The Internet environment defines B2C (business-to-consumer) e-commerce serving end consumers with products and services. B2C e-commerce is steadily recovering from the technology-heavy NASDAQ crumble in 2000 with the dotcom carnage and shutdown of hundreds of virtual platforms. The growing fears about identity theft and the criminal activities of hackers do not seem to affect shoppers' shopping habits and their appreciation of the possibilities of the Internet.
The statistics look great for Internet marketing. North American shoppers alone spent $172 billion shopping online in 2005, up from $3.8 billion in 2000. A Forrester Research expert report projects an online consumer spending rising from 39% growth in 2005 to 48% ($329 billion) in 2010 going forward. This is due to the possibilities of personalized marketing through e-commerce which effectively honors the voice of the customer and creating a larger market (with high volumes in monetized preferences) for B2Cs.
With B2C e-commerce, products are showcased on the Internet (along with online catalogues) made visible to consumers-a business model that literally reduces transaction costs.
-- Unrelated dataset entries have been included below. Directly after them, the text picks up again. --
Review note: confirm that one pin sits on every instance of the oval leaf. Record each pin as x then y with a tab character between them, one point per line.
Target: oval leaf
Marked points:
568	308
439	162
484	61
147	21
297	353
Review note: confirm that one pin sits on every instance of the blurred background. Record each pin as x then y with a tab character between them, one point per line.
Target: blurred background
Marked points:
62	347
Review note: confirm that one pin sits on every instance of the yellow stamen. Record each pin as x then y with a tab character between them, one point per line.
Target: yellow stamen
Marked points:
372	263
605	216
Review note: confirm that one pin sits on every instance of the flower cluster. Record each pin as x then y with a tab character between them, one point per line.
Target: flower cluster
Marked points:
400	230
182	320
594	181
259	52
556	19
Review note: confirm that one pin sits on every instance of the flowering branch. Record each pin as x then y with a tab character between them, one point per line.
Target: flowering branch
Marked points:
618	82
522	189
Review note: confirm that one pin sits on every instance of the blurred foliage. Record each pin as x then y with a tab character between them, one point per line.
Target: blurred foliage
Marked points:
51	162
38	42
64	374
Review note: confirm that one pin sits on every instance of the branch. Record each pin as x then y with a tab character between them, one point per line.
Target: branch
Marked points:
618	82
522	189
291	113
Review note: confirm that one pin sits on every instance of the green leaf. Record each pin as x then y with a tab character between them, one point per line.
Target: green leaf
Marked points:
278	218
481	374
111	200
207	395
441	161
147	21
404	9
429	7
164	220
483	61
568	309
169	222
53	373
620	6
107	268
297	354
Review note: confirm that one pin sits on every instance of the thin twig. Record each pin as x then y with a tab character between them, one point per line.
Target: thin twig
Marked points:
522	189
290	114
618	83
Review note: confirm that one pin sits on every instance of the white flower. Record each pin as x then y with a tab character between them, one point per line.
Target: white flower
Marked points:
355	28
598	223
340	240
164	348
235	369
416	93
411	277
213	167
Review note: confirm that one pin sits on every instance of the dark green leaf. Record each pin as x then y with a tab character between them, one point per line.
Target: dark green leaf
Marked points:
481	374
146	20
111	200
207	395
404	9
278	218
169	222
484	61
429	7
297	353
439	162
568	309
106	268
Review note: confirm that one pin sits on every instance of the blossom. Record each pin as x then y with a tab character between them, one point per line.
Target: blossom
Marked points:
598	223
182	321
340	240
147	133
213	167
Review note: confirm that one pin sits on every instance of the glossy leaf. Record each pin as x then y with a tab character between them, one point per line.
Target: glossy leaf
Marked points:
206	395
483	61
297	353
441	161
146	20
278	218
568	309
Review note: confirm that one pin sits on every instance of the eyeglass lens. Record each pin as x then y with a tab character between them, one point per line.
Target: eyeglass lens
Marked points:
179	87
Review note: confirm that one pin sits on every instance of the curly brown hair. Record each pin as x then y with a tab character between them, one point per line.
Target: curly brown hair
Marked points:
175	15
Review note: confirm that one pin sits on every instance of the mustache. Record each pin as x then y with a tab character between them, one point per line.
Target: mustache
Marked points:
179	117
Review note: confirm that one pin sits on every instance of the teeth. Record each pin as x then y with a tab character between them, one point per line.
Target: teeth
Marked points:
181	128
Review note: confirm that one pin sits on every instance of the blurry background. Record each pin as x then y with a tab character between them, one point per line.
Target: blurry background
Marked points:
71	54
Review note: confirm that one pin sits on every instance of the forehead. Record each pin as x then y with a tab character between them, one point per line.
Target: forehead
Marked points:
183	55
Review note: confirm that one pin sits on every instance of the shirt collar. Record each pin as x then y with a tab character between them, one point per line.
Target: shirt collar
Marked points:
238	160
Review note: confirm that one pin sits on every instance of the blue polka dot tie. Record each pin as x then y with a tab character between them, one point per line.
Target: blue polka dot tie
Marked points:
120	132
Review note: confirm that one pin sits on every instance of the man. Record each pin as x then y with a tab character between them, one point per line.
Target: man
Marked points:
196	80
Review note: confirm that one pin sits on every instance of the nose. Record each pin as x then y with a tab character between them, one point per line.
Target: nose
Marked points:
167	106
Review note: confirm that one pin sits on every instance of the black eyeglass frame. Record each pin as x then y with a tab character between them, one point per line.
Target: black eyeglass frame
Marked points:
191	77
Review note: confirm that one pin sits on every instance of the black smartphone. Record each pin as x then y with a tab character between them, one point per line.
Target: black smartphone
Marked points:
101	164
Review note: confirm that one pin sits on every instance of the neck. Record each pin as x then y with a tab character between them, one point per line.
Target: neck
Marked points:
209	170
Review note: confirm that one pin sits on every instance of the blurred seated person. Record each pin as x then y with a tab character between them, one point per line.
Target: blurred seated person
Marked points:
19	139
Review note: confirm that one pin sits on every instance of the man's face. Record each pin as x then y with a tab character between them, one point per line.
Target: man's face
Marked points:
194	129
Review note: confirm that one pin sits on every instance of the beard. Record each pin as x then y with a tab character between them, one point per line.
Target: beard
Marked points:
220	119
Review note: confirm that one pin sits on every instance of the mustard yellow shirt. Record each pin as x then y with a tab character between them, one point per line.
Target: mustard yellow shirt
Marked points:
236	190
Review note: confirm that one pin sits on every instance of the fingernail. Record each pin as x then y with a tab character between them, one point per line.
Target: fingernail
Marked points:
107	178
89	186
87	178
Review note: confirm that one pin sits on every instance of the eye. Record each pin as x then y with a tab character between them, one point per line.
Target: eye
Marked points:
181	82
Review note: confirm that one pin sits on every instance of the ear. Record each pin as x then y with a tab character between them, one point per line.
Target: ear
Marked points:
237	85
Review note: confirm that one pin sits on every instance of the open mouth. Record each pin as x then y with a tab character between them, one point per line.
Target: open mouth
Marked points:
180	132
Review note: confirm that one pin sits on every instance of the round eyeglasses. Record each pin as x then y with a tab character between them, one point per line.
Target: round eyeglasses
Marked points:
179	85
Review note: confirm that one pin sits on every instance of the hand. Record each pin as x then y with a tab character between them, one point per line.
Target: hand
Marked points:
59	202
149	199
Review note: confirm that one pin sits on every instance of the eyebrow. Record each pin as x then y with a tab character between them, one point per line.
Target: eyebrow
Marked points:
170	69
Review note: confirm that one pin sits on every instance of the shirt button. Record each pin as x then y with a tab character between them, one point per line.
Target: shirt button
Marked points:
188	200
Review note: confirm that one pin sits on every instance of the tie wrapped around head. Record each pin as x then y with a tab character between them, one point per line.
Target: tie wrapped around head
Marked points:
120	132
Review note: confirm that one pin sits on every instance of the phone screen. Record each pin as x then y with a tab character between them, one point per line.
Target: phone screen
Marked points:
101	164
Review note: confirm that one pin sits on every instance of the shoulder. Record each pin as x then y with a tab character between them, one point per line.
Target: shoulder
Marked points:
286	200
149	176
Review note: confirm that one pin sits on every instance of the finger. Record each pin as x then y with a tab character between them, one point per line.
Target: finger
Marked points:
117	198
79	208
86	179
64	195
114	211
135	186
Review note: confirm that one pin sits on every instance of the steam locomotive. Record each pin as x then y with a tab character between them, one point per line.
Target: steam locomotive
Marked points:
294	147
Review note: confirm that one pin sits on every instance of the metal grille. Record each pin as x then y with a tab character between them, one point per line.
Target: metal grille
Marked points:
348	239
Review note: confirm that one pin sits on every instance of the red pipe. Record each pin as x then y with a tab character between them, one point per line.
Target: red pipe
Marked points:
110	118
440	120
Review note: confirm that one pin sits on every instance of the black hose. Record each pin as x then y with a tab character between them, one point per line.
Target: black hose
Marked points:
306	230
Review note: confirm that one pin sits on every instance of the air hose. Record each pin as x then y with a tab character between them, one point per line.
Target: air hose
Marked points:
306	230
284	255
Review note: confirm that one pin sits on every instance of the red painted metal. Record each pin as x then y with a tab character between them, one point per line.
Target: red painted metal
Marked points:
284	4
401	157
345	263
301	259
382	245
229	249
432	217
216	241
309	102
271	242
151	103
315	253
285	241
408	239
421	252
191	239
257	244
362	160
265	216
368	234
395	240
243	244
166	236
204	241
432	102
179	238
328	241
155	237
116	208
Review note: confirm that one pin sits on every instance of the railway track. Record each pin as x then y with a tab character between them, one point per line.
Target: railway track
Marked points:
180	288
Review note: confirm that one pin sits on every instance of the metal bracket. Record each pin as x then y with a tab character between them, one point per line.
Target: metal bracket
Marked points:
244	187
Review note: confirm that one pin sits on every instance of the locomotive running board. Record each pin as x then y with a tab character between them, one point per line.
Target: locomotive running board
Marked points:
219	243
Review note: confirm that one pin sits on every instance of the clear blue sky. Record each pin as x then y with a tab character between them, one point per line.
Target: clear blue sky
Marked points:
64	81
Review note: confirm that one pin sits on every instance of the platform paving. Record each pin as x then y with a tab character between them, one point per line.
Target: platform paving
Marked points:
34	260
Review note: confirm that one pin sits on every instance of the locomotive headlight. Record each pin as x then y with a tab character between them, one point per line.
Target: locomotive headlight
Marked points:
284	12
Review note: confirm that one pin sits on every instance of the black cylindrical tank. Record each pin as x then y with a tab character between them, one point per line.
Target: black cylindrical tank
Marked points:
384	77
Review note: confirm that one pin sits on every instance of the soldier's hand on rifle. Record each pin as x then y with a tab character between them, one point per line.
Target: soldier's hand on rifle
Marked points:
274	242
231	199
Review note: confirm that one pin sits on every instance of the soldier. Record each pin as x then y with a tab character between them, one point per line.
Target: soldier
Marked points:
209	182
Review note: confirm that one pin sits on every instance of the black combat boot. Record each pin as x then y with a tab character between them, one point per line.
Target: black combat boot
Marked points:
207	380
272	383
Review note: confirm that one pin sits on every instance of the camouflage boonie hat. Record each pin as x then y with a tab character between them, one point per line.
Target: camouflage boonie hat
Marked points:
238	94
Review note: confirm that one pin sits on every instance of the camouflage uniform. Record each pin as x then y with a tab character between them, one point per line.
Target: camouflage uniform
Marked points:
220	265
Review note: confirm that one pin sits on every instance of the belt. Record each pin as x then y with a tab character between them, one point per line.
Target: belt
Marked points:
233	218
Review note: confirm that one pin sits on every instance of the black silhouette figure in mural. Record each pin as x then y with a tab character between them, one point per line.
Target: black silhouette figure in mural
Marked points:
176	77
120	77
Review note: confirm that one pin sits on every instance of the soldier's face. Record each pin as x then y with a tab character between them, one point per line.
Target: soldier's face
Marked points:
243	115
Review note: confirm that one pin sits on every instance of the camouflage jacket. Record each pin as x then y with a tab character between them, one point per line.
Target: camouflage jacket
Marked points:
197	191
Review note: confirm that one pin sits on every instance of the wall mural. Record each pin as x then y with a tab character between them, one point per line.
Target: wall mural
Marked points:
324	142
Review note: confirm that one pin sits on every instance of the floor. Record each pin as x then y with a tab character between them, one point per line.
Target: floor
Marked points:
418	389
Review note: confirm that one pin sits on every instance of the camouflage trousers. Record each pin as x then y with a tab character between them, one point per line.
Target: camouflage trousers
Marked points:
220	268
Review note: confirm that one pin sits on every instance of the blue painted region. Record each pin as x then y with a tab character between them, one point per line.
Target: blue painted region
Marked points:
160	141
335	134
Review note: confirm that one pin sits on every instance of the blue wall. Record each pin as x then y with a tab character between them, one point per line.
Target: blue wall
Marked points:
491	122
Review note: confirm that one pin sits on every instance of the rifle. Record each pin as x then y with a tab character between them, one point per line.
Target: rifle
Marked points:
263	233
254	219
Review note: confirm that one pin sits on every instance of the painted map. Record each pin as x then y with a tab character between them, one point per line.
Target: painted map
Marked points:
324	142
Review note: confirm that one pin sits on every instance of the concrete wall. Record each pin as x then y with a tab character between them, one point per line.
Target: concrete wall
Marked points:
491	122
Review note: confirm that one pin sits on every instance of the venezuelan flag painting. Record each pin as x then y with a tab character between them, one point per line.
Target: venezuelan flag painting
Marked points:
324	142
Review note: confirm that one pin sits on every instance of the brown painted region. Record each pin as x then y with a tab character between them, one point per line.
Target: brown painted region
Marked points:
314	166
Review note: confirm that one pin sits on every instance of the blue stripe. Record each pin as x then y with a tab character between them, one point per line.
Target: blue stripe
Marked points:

Customers can also get better access to product information, broadening the selection available to them. The B2C e-commerce model is a unique way for businesses and consumers to interact-a consumer-focused and product-driven marketing model. It maximizes the value of the transaction with the opportunity for a large target market. It involves a single step buying process, with shorter sales cycle.
There is also the potential of creating brand identity through repetition and imagery, and the possibilities of merchandizing and point of purchase activities. And most importantly, the buyers' emotional perspective about purchases from B2C e-commerce and providing critical knowledge about what motivates buyers. Consumers make buying decisions based on status, security, comfort and quality. Successful B2C companies' marketing strategies involve merchandising activities like coupons, email campaigns, store fronts (both real and Internet) offers to entice the target market and to cultivate loyalty. Amazon, Best Buy, and Staples combine merchandising and education to keep customers coming back. Add great customer service, and you get a winning combination.
The B2C buyer usually looks for the best price and will research the competition prior to shopping. Trust factor is therefore crucial too-the buyer wants to be convinced he could trust the online retail outlet. A solid B2C customer service is a plus and helps build customer loyalty where customers will be willing to pay a slightly higher price to know that they can return the product easily and outlet source is trustworthy. Also, partnerships with online collaborative platforms such as Oracle, MSN, Yahoo, eBay, PayPal, CNet Networks, and AOL Time Warner, among others, help expand the target market.
Providing services like product education, free shipping, and customer service over the phone and even financing through partnerships with banks are all marketing strategies that work. The creation of compelling materials that build awareness for a brand, enhance buyers' comfort in buying, and project quality service and best price. What is important to the target audience is what matters, and to create the marketing programs to speak to them.